# Translation help



## Bamabow (May 21, 2003)

Hi guys,

I'm going to suprise my wife with a set of custom arrows. Onestringer will be designing the wraps. I would like to decorate the wraps with a Kudu head and have an inscription in Afrikaans. I would love to hear some suggestions (keep it clean please :wink along the lines of "Lady hunter" or "Kudu Hunter" or something that is an authentic Afrikaans term for an avid female hunter. My wife has hunted there twice and is as hooked as anyone I've ever seen.
We are returning to South Africa next June. I want her to be sporting unique arrows that reflect her affection for both hunting and south africa.

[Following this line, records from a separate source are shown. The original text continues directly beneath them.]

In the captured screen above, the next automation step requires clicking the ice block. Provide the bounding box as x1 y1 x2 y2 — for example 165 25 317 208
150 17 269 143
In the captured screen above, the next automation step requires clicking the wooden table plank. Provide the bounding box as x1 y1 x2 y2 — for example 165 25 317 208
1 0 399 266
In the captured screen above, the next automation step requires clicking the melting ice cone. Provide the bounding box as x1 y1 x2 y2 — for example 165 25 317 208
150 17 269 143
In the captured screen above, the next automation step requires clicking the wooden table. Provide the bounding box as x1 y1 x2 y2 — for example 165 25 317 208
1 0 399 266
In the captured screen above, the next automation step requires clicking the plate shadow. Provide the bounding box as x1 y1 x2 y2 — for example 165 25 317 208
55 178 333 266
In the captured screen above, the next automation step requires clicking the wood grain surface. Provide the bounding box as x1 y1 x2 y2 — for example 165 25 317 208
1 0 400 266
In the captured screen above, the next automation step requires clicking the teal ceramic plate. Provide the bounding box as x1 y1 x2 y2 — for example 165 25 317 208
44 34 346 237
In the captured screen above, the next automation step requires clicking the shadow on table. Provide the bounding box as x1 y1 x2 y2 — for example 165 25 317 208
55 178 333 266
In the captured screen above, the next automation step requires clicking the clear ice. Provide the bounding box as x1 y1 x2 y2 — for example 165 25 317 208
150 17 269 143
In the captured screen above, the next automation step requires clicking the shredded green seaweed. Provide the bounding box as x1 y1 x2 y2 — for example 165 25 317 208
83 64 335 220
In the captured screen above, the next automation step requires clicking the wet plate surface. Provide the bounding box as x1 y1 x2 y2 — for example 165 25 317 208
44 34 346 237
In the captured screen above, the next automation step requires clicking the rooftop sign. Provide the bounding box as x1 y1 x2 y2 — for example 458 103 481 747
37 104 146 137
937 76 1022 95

I look forward to hearing your sggestions.

Cheers:darkbeer:


----------



## INGOZI (May 9, 2005)

Hi Bama

There are no truly authentic Afrikaans words for a female hunter but you could give the arrows the following names:

English:

1. Spiral Horn Huntress
2. Huntress of the Spirals
3. African Huntress

Afrikaans:

1. Juffrou Jagter (Madam Hunter)
2. Koedoe Jagter (Kudu Hunter)
3. Boogjagter (Bowhunter)

Hope these will do? I'm sure some of the other guys will also come up with a few great names.

All the best

Engee


----------



## Skirt (Feb 18, 2008)

Just an idea:


Kudu Koningin which is Afrikaans for Kudu Queen


----------



## Bamabow (May 21, 2003)

Hey, these are great guys...Dankie :cheers:


----------



## Ruhan (Jun 13, 2007)

What about KuduNooi? It means Kudu girl.


----------



## Drenalinjunkie8 (Sep 19, 2007)

Net nie Bloubul Ridder nie!


----------



## Matatazela (Mar 1, 2005)

Pyl Meisie - "Arrow Chick" ?


----------